Cami şadırvanında abdest alan çocuğun beynini yıkıyormuş Yusuf!
Kur’an öğretirken, Allah’tan başkasına boyun eğmemeyi öğretiyor o da yetmezmiş gibi demokrasiye de boyun eğmemeyi öğretiyor.
Gel de işin içinden çık!
Ne doğal sayılar paklayabiliyor Yusuf’u ne de rasyonel sayılar.
İster ikinin karekökünü hesapla, istersen zıkkımın kökünü…
Neymiş efendim!
Kutlu doğum etkinliği düzenlemiş
Cami’de namaz kılmış
Hz. İbrahim’i anmış
Yok, daha neler! Bir de fakire yardım etmiş.
Yani olacak iş mi? Demokras demiyor muydu “zengin daimi zengin, fakir ise daimi fakir kalacak!” diye.
Sen kimsin ki fakirin zenginle orantısını bulmaya çalışıyorsun? Olacak gibi değil…
Bak Yusuf’um gözaltına alındın, aylarca işkenceye maruz kaldın, olmadı mahkemeye çıktın, üzerinde yakalanan 6666 ayet, örgüt üyesi olduğunu, yok pardon! Örgüt kurucusu olduğunun kanıtı olmasına yetti ve aldın otuz altı yıl hapis cezası. Olan olmuş! Sen şimdi beni dinle de nerede hata yaptığını anla Yusuf!
Eğer, yukarıda saydığım tüm suçları işlemek yerine bir general olsaydın ve ülkeyi haraca bağlasaydın, insanları av kuşu gibi vursan, toprağı eşeleyip içine gömseydin olmadı üzerine beton dökseydin bunlar olmayacaktı.
Köy yaksan, şehir magandalığı yapsan, evinde cephane barındırsan, gözaltına alınan bir Yusuf’a işkenceden işkence beğendirsen, sonra muhbirlik yapması için baskı yapsan, baskına dayanamayan Yusuf can verse… Yani kısacası, insan kılığına bürünmüş aşağılık bir esfel olsaydın, tutuklansan bile aslan gibi bakarlardı. Geri sayım otuz altı yıldan değil, üç günden başlar, daha iki demeden dışarıda bulurdun kendini…
Çok mu ağır oldu söylediklerim? Yoksa demokrasi tanımı mı yanlış oldu?
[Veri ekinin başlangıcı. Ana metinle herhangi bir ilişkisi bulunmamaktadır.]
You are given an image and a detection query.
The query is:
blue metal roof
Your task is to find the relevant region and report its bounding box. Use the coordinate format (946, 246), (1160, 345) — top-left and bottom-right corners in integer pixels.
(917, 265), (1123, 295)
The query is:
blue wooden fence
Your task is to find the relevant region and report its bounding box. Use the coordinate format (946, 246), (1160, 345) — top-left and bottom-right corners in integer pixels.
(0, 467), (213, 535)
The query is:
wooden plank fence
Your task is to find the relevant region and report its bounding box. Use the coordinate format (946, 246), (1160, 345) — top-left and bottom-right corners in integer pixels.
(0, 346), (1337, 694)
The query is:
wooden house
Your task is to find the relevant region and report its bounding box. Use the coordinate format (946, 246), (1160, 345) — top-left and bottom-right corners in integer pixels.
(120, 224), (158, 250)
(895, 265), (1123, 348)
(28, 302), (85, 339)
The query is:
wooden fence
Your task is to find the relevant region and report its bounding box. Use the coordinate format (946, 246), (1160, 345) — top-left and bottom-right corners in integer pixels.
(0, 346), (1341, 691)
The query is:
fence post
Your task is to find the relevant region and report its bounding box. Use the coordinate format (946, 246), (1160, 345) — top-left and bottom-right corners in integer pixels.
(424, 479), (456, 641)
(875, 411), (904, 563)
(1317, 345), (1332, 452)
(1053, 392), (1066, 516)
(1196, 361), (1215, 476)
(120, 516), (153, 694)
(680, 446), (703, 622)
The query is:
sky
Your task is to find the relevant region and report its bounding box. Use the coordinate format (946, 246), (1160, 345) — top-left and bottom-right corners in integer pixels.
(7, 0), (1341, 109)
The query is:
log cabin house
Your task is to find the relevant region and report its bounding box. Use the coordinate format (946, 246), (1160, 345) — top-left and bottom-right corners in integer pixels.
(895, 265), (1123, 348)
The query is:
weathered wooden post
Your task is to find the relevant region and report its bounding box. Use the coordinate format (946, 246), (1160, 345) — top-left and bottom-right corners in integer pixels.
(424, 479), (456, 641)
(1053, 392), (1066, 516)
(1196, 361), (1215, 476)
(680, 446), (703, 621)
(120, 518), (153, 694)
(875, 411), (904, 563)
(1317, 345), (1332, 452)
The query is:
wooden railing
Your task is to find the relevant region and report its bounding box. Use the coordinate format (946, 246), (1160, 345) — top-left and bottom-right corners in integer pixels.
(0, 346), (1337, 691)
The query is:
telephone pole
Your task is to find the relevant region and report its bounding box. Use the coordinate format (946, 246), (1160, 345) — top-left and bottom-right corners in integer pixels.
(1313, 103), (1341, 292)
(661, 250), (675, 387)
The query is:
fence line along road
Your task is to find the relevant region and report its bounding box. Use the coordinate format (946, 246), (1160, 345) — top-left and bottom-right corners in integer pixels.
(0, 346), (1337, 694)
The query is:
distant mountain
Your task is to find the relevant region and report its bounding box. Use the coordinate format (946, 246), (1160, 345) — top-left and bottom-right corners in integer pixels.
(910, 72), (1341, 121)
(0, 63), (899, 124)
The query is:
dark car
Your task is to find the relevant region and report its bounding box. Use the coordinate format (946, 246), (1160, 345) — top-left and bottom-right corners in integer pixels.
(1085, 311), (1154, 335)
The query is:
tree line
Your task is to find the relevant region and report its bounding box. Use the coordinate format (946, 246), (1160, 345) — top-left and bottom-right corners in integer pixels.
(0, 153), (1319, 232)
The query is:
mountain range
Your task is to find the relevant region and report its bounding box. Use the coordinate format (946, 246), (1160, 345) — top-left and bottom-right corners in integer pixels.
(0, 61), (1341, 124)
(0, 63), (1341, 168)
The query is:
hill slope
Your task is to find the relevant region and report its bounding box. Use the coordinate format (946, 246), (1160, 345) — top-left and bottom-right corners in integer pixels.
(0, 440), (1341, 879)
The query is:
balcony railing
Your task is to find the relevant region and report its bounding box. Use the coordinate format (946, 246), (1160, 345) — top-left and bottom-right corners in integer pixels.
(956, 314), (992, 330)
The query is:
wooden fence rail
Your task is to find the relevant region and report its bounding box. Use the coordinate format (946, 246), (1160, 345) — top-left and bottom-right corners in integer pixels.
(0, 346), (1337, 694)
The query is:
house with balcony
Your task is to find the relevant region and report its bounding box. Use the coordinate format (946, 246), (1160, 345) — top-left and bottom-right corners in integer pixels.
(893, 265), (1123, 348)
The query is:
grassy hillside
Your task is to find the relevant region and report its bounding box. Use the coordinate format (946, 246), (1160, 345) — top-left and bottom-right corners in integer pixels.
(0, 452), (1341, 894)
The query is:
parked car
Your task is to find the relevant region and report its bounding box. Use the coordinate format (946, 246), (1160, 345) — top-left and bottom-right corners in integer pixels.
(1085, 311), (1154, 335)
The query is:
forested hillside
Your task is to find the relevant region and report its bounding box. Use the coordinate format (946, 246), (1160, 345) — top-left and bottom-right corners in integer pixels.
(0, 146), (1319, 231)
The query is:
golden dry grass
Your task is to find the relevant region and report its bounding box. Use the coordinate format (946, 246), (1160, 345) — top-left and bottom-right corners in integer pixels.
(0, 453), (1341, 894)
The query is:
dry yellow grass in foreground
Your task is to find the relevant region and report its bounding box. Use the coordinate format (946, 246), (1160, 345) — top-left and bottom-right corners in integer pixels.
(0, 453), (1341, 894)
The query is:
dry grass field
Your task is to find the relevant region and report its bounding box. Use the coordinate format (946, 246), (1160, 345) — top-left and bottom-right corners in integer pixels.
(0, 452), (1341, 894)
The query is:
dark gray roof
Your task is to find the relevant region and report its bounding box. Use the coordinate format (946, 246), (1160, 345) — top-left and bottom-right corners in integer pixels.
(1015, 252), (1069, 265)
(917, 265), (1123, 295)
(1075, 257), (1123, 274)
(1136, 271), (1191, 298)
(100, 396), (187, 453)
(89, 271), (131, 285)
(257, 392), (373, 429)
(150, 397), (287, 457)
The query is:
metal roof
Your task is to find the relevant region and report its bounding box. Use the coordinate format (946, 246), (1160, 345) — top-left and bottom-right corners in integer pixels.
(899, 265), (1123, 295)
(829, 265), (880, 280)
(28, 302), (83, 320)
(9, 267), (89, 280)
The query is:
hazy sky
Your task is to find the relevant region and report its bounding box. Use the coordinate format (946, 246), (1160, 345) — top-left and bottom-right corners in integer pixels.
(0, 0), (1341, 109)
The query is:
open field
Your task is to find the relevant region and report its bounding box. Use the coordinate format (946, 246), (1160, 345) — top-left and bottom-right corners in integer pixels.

Yok, azizim hiçbiri değil!
Hani, her şey birden olmaz da zamanla düzelir ya! O yüzden ömürden ömür gitse de, Yahya’nın duyulmayan sesine fon ekleyip, oyuncak araba ile süslenmesini, babasına verilecek beraat olarak algılama!
Her şeyin bir zamanı var! Otuz altı yıl dedik, gün demedik. Yusuf dedik, Ergenekon generali demedik.
Öyle de…
Sahi boş(bakanım) demokrasi matematiğinde Yusuf’un kaç otuz altı yılı bir generalin üç günü eder?